“Toco não importa com quem, desde que tenha talento.” Aos 85 anos, Stéphane Grappelli (1908-1997), um “monstro” do jazz europeu e mundial, podia fazer esta e outras afirmações ao recordar o seu percurso, ele que tinha começado com Django Reinhardt e depois tocado com outros nomes grandes, como Josephine Baker e Louis Armstrong, Oscar Peterson e McCoy Tyner, Martin Taylor e Jean-Luc Ponty, Philippe Catherine e Michel Petrucciani. E com outros clássicos, de outras músicas, como Yehudi Menuhin, Leonard Bernstein, Michel Legrand ou Yo-Yo Ma…
Em Novembro de 1993, Grappelli veio apresentar-se no Porto pela primeira vez, embora já tivesse tocado em Lisboa por diversas ocasiões, inclusivamente antes da Segunda Guerra Mundial. A sua actuação anterior em Portugal acontecera em 1988, no Festival de Jazz de Cascais. Mas, no Porto, o seu concerto da noite de 23 de Novembro seria uma estreia. E logo no belo palco do Teatro São João, transformado, no ano anterior, em Teatro Nacional.
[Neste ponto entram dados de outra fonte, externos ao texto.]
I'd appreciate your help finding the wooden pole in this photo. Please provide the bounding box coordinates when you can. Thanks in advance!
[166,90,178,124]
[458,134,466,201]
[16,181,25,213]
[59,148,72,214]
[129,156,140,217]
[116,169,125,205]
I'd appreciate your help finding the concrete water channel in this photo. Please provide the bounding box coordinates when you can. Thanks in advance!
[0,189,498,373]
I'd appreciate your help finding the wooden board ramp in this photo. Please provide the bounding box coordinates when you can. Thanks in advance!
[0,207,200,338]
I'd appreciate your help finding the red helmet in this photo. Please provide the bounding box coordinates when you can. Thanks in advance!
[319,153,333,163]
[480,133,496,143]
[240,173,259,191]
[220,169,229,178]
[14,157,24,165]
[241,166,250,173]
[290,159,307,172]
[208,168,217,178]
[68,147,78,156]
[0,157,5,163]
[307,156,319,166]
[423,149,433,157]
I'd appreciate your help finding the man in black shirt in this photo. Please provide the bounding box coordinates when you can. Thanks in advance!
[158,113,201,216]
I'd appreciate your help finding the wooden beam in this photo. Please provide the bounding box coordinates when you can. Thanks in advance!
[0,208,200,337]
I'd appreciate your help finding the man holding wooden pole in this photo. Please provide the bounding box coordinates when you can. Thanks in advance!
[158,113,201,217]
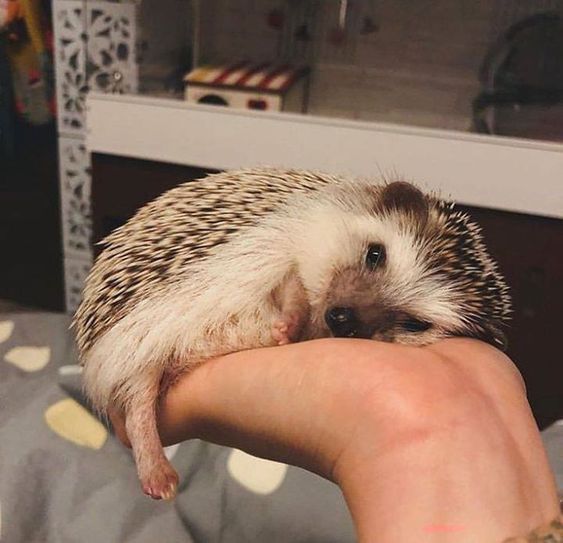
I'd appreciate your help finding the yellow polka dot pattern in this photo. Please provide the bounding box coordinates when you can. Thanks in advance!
[44,399,108,450]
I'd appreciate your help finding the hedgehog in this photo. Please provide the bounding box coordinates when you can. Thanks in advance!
[74,167,511,501]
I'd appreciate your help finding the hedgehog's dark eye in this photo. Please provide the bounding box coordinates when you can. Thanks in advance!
[401,318,432,333]
[365,244,386,270]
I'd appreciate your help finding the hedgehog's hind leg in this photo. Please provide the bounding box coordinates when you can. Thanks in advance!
[125,376,179,500]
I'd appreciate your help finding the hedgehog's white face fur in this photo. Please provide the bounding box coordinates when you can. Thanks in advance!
[285,179,509,348]
[295,206,465,345]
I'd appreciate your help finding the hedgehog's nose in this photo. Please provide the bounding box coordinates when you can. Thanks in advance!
[325,307,359,338]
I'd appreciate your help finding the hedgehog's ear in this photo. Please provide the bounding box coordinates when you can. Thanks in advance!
[379,181,429,227]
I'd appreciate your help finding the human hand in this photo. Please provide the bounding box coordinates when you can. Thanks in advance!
[110,338,560,542]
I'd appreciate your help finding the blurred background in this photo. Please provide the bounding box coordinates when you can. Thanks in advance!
[1,0,60,310]
[0,2,562,541]
[1,0,562,423]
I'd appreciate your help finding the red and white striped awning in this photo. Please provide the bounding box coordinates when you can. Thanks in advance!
[184,62,308,93]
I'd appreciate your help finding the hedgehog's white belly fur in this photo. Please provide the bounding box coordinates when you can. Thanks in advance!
[83,284,280,411]
[82,223,294,412]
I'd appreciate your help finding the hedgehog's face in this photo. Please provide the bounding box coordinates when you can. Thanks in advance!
[298,182,510,349]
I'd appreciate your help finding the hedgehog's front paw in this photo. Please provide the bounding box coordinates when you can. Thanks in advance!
[272,320,290,345]
[272,313,301,345]
[140,459,179,501]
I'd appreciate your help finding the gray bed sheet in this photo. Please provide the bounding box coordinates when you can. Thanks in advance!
[0,312,561,543]
[0,313,354,543]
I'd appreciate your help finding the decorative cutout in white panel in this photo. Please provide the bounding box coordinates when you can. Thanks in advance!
[64,256,93,314]
[53,0,87,136]
[59,136,92,258]
[54,0,139,135]
[86,1,138,94]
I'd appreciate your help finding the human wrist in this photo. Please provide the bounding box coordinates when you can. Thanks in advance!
[503,515,562,542]
[330,344,560,543]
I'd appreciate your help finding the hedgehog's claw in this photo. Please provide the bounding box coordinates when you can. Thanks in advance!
[161,482,178,501]
[140,461,179,501]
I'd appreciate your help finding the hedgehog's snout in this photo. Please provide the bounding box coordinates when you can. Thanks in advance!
[325,307,361,338]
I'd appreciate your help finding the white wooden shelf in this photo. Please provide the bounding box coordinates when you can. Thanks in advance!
[86,93,563,219]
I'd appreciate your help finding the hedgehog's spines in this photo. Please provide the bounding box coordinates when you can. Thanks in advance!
[74,168,343,354]
[74,167,511,358]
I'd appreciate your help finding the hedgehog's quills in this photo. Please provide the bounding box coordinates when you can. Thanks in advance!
[74,168,511,500]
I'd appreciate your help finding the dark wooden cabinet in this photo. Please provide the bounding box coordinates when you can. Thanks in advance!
[92,153,562,429]
[0,128,64,311]
[91,154,217,251]
[457,205,563,429]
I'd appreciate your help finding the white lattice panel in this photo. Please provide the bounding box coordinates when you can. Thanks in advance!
[58,136,92,259]
[64,256,93,314]
[53,0,87,136]
[86,1,139,94]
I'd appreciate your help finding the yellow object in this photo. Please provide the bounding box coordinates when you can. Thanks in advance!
[4,346,50,371]
[20,0,45,55]
[4,0,53,124]
[227,448,287,495]
[44,399,108,450]
[5,0,46,67]
[0,321,14,343]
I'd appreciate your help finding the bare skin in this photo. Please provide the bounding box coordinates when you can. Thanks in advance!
[110,338,560,542]
[271,272,310,345]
Também para o jornal Público, nascido apenas três anos antes, era a primeira vez que podia noticiar a visita e a actuação do grande mestre do violino no jazz. Jornalista da secção de Cultura na redacção portuense do novo diário, foi-me confiada a “missão” de não só fazer a reportagem do concerto, mas também de entrevistar Grappelli.
O violinista francês vinha encerrar o ciclo Saudade e Melancolia, uma semana cultural promovida pelo Instituto Francês do Porto. Era mais um momento de excepção que este instituto, pela mão do seu programador, Bernard Despomadères, promovia na apagada cena cultural portuense desses anos 90, e que reuniu na cidade figuras como Agustina Bessa-Luís e Eduardo Lourenço, mas também o filósofo e psicanalista francês de origem marroquina Daniel Sibony.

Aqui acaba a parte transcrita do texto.